Sun Apr 28 05:38:34 PDT 2024

On 28/04/2024 13:25, kwb wrote:
>> On 28/04/2024 12:16, Wangbing Kuang wrote:
>>> "The error_recovery work should unquiesce the admin_q, which should fail
>>> fast all pending admin commands,
>>> so it is unclear to me how the connect process gets stuck."
>>> I think the reason is: the command can be unquiesce but the tag cannot be
>>> return until command success.
>> The error recovery also cancels all pending requests. See
>> nvme_cancel_admin_tagset
> nvme_cancel_admin_tagset can cancel requests before stop admin queue, but
> cannot cancel requests before next reconnect time.

the error recovery does quiesce + cancel_admin_taget + unquiesce, all 
following
admin I/O should fail immediately upon submission as the ctrl/queue is 
not live.

> The time line is:
> recover failed(we can reproduce by hang io for more time)
> -> reconnect delay
> -> multi nvme list issue(used up tagset)
> -> reconnect start(wait for tag when call nvme_enabel_ctrl and nvme_wait_ready)

failing all admin I/O should not be associated with the next reconnect, 
it happens
way before that, in the error recovery work.
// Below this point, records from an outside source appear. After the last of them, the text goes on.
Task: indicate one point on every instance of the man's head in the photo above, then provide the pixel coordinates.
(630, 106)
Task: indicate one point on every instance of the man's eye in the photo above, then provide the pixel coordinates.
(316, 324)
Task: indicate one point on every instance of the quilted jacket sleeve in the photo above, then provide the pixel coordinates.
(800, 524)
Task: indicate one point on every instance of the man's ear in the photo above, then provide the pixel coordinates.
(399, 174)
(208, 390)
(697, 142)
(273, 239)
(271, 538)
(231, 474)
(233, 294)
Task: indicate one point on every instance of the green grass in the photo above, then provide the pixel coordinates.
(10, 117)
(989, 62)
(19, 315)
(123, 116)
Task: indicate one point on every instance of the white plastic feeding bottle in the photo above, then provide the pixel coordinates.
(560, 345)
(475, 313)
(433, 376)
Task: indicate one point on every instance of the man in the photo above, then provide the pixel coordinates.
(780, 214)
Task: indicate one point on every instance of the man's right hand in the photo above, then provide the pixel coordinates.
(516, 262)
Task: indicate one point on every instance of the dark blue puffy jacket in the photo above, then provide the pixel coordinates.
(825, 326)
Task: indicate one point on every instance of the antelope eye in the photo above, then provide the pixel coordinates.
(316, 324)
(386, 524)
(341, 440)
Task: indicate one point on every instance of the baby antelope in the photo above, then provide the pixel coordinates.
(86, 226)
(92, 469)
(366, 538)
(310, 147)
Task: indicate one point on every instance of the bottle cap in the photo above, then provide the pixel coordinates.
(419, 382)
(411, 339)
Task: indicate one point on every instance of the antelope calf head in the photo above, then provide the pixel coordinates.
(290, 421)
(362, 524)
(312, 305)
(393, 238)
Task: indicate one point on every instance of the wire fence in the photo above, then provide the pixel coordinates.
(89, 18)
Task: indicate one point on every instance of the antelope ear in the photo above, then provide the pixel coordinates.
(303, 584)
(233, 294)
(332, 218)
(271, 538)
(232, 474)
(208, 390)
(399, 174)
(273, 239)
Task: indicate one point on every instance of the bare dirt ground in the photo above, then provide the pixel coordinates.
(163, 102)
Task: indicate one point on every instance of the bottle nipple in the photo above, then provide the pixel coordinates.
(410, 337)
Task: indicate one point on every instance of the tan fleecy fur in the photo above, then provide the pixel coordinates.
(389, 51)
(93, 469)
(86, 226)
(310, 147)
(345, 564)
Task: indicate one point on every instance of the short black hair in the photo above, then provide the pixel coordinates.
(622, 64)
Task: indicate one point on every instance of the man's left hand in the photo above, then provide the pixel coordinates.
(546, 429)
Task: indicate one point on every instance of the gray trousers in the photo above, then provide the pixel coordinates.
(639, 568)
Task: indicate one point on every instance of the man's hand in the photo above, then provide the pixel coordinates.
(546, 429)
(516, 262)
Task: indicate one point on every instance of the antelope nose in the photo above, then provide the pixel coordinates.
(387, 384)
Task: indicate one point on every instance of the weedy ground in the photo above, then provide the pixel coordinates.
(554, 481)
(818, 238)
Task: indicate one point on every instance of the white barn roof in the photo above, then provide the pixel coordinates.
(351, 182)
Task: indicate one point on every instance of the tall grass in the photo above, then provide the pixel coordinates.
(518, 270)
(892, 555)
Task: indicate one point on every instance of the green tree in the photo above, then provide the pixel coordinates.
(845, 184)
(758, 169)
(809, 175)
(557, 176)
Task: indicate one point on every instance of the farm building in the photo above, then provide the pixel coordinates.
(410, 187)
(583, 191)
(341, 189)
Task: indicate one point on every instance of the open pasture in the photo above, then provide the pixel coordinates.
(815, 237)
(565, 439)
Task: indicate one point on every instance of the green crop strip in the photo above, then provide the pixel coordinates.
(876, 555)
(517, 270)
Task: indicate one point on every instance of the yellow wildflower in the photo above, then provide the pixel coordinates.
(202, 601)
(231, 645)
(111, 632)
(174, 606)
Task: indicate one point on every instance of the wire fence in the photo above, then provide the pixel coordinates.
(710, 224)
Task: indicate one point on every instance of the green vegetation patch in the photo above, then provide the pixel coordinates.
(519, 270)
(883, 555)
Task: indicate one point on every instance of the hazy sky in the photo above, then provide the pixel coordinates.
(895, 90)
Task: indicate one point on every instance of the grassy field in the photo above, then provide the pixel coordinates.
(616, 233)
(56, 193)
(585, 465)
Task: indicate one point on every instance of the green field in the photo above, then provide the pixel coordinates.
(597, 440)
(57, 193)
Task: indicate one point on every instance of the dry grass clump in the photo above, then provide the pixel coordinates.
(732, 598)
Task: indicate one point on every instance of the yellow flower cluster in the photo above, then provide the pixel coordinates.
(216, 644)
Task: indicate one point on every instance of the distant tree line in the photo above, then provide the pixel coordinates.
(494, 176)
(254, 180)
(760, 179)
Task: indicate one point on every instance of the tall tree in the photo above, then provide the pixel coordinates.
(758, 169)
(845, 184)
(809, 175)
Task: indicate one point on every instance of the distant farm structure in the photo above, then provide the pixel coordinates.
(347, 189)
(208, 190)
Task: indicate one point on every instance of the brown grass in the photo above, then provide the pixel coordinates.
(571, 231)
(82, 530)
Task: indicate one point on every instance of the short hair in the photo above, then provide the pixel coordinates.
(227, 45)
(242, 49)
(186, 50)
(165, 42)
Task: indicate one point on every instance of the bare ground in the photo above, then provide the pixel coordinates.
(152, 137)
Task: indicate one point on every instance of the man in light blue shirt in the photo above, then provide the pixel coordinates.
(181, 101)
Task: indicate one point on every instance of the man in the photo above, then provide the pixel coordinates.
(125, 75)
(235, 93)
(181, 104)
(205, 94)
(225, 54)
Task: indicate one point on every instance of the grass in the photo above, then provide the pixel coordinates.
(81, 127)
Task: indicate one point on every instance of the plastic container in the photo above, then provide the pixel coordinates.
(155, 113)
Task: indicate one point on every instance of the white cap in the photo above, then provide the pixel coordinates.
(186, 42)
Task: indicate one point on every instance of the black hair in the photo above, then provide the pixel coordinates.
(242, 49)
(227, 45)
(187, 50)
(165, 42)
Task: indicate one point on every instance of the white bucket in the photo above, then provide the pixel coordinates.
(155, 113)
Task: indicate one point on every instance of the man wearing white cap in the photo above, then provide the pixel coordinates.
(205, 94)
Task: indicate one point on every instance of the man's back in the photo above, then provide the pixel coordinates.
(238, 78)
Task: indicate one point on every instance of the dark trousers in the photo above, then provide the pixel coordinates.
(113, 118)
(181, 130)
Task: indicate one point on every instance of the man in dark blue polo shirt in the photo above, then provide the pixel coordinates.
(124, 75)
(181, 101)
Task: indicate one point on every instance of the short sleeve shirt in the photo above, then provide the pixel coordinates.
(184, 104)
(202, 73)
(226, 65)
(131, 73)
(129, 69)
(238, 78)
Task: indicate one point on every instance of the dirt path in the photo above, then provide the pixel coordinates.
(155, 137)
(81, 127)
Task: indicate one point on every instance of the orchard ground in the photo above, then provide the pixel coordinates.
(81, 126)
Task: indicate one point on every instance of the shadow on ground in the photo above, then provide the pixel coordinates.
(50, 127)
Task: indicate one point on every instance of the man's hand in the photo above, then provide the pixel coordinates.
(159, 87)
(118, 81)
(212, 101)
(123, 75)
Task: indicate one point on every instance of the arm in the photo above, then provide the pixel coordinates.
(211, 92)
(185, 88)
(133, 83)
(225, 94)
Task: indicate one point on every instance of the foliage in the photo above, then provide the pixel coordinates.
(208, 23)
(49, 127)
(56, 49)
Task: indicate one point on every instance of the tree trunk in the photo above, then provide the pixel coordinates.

Hence it is still not clear 
to me how
you are seeing what you are seeing.

It is possible that 5.15 is missing something.

>
>
>>> "What is step (2) - make nvme io timeout to recover the connection?"
>>> I use spdk-nvmf-target for backend.  It is easy to set read/write
>>> nvmf-target io  hang and unhang.  So I just set the io hang for over 30
>>> seconds, then trigger linux-nvmf-host trigger io timeout event. then io
>>> timeout will trigger connection recover.
>>> by the way, I use multipath=0
>> Interesting, does this happen with multipath=Y ?
>> I didn't expect people to be using multipath=0 for fabrics in the past few
>> years.
> No certain, I did not test on multipath=Y.We choose multipath=0 cos less code and we need only one path
>
>>> "Is this reproducing with upstream nvme? or is this some distro kernel
>>> where this happens?"
>>> it is reproduced in a kernel based from v5.15, but I think this is common
>>> error.
>> It would be beneficial to verify this.
> ok, test need more time, but we can first verify it only in v5.15.

We should not be spending time debugging an issue that might have
been addressed in upstream. The first thing we should do is to understand
if this reproduces in upstream, if so fix it, if not identify the 
missing patch(es)
in 5.15